On Moussé’s website, he recommends his lovely ratafia with Maroilles cheese, and it would be wonderful with that. With pigeon, perhaps not so much. Again, it’s the sweetness. The Champagne was the better match, to my palate, but a Meunier rosé might have been better still.
Now we were on to dessert: agrumes M Baches/clémentine givrée, with Lamiable Ratafia and Lamiable’s Champagne Meslaines 2013. Both are 100 percent Pinot Noir, and they came mixed with Mandarine Impériale in a cocktail. Perfection: bitter citrus, sweetness, acidity, all in balance with the food.
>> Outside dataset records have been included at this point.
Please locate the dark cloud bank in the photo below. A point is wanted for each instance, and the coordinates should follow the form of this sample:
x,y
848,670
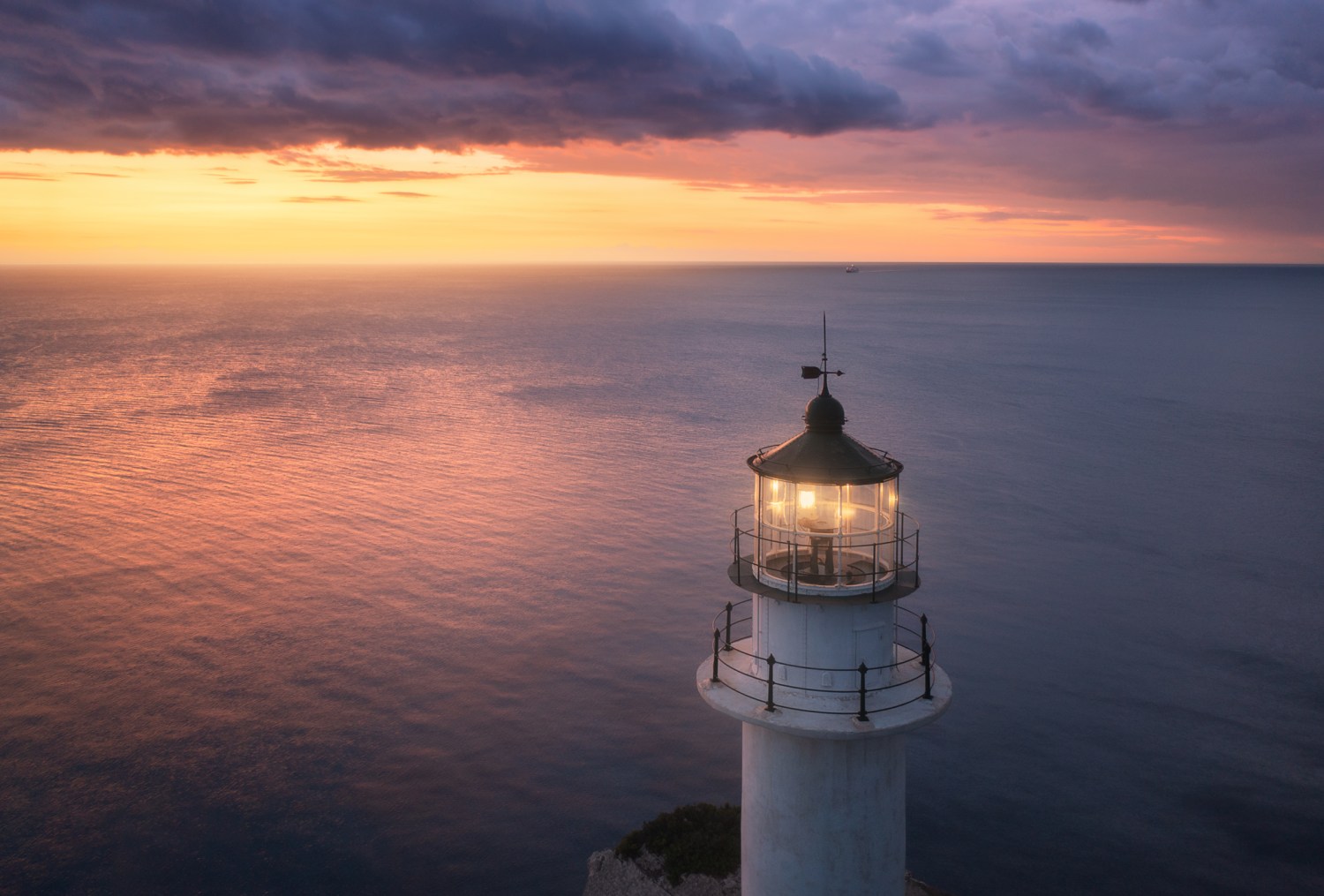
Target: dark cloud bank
x,y
147,74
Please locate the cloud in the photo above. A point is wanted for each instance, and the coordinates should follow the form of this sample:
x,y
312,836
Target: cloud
x,y
927,52
996,216
130,76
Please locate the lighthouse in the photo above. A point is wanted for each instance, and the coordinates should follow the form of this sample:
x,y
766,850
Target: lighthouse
x,y
823,666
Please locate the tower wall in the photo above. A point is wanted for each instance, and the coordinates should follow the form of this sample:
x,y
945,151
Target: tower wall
x,y
823,817
825,636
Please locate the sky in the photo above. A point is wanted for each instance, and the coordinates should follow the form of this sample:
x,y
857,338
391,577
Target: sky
x,y
508,132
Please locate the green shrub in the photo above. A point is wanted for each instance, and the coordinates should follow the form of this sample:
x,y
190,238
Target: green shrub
x,y
696,840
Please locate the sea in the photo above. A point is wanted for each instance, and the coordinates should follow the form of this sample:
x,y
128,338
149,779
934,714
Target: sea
x,y
395,580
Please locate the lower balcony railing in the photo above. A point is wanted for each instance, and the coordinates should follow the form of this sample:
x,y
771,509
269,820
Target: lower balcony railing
x,y
866,689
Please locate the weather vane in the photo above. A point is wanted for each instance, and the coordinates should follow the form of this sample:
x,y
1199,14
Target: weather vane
x,y
815,373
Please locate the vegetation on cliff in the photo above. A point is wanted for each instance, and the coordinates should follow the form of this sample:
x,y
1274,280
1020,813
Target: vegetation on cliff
x,y
696,840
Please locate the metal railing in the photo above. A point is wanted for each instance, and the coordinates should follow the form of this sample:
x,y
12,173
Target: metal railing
x,y
794,561
902,681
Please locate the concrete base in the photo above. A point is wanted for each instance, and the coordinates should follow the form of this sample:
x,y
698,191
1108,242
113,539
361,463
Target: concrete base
x,y
823,817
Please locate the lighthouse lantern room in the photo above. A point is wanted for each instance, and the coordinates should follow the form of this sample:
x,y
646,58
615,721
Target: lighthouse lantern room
x,y
821,665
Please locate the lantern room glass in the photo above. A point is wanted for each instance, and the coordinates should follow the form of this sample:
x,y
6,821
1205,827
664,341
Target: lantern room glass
x,y
826,538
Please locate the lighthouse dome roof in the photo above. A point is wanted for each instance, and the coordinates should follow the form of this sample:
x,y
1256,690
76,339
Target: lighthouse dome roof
x,y
824,453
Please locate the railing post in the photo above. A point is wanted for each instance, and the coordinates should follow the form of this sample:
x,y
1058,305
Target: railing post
x,y
916,557
736,543
926,657
863,713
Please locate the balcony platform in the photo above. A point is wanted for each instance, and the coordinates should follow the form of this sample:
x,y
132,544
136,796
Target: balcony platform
x,y
902,585
826,716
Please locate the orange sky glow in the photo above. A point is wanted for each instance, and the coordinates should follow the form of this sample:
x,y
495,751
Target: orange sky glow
x,y
654,203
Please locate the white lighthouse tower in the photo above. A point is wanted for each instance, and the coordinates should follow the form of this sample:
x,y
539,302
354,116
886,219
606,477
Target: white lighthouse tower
x,y
823,667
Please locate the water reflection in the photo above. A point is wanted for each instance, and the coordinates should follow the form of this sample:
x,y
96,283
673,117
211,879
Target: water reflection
x,y
394,581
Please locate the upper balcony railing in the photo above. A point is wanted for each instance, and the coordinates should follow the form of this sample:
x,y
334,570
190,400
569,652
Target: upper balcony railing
x,y
817,562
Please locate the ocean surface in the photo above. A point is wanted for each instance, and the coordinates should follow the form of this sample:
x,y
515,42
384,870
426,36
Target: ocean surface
x,y
395,580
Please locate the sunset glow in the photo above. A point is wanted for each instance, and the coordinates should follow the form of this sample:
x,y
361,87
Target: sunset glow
x,y
929,140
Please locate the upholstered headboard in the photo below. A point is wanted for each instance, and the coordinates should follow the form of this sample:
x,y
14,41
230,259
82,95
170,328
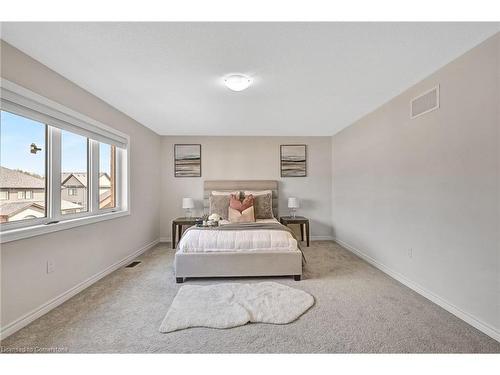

After that, Edmond Ratafia was put together with liqueur de café and cream in a glass instead of straight coffee, and very good it was, too. Sebastien the sommelier probably had some comments to make, but by now the noise level was more than even he could conquer.
Ratafia de Champagne: an artisanal product with a lot to offer
So, did the growers prove their point? They are insistent that ratafia is a complement to Champagne. There is no sweet wine from the area, they say. Not sweet Champagne? I might have misunderstood—it was pretty noisy—but these growers seemed to give sweet Champagne short shrift. Instead, they emphasized the terroir character of ratafia, the diversity of styles—and these are all in its favor. Of the other ratafias tasted that evening, Moutard Sans Soufre, Côte des Bar, was pale, citrus, honeyed, light, fruity, juicy, marked by marc; Apeiron, Xavier Leconte, was darker, nuttier—hazelnuts—chalky, flinty; Caillez Lemaire Solera was sweeter, darker, with a note of something like rancio; A Lamblot Rata du Réné had sweet, rich, dark-toffee flavors; Dumangin 16 Ans Single Barrel was toffeed and, again, had that rancio-like note, with high acidity and good complexity; Vranken Demoiselle was sweet, caramel and citrus, with lowish acidity.
Taken seriously, and made seriously, ratafia has a lot to offer. It is an artisanal product in the best sense of the word. It has a lovely, historic name. It can piggyback on Champagne sales. It can be fairly complex, though not as complex, on this showing, as Sauternes or aged Tawny Port. It sells for high prices, and many people find high prices convincing. But it is sweet, and unless you have a very sweet tooth, it is going to be difficult with pigeon or brill. But perhaps such dinners are more about heightened awareness than anyone seriously opting to drink ratafia with brill. Did the growers agree? Probably not. Will their food-matching suggestions on their websites—currently foie gras, cheese, dessert—change to reflect that night’s menu? We’ll see.